Veröffentlicht am 01.06.2017 in Bundespolitik

Foto: © Stefan Schmiedel/ SPD Barnim

Berlin / Brandenburg – Mit der heutigen Grundgesetzänderung hat der Bund das Kooperationsverbot im Bildungsbereich gelockert. Nun werden den Ländern insgesamt 3,5 Milliarden Euro für die Schulmodernisierung in finanzschwachen Kommunen zur Verfügung gestellt. Brandenburg erhält dafür rund 102 Millionen Euro.

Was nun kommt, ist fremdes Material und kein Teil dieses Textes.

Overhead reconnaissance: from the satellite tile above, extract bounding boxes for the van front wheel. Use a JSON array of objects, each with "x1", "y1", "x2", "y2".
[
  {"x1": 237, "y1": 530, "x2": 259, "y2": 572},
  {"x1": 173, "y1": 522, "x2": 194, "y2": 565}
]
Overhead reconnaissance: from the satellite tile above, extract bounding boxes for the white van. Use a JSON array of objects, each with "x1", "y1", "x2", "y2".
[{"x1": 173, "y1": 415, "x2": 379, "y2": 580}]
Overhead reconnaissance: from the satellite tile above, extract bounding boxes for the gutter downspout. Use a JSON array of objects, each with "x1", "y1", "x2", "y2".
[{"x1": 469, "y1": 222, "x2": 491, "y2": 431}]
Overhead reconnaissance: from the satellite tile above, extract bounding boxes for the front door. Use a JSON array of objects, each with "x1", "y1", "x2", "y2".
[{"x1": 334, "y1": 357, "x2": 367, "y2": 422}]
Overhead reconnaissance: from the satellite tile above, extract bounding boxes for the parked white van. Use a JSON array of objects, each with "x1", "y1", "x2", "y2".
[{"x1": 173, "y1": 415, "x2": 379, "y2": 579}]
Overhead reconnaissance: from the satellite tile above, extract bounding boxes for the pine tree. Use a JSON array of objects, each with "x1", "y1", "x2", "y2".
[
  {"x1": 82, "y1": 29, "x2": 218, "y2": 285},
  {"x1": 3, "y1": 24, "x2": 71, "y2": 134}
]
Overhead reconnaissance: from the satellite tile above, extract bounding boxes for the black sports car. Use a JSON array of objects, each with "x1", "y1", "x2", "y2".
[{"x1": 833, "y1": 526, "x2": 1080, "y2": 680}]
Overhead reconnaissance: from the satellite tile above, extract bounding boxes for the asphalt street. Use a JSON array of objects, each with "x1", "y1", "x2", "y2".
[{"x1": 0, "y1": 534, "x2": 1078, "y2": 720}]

„Endlich können wir Schulen mit Bundesmitteln sanieren. Das Kooperationsverbot im Bildungsbereich ist damit gelockert. Ein Erfolg für alle Schüler in Brandenburg“, freut sich der SPD-Bundestagsabgeordnete Stefan Zierke.
 
„Die neue Fördermöglichkeit des Bundes schafft mehr Chancengleichheit. Wir nehmen unsere gesamtstaatliche Verantwortung für gleichwertige Lebensverhältnisse wahr und unterstützen Kinder und Kommunen, die es am meisten brauchen“, so Zierke abschließend.
 
Die SPD-Bundestagsfraktion fordert schon lange die Abschaffung dieses Verbots in der Bildungspolitik, während die Union auf die getrennte Verantwortung von Bund und Ländern in der Bildungspolitik beharrte. Noch im vergangenen Herbst protestierten die Kommunalpolitiker der CDU/CSU. Sie wollten dieses aus ihrer Sicht vergiftete Geschenk des Bundes nicht. Den Kindern und Eltern ist aber nicht geholfen, wenn Bundespolitiker anklagend den Zeigefinger gegenüber den Ländern erheben und sagen: Ihr seid Schuld. Und es dann damit bewenden lassen.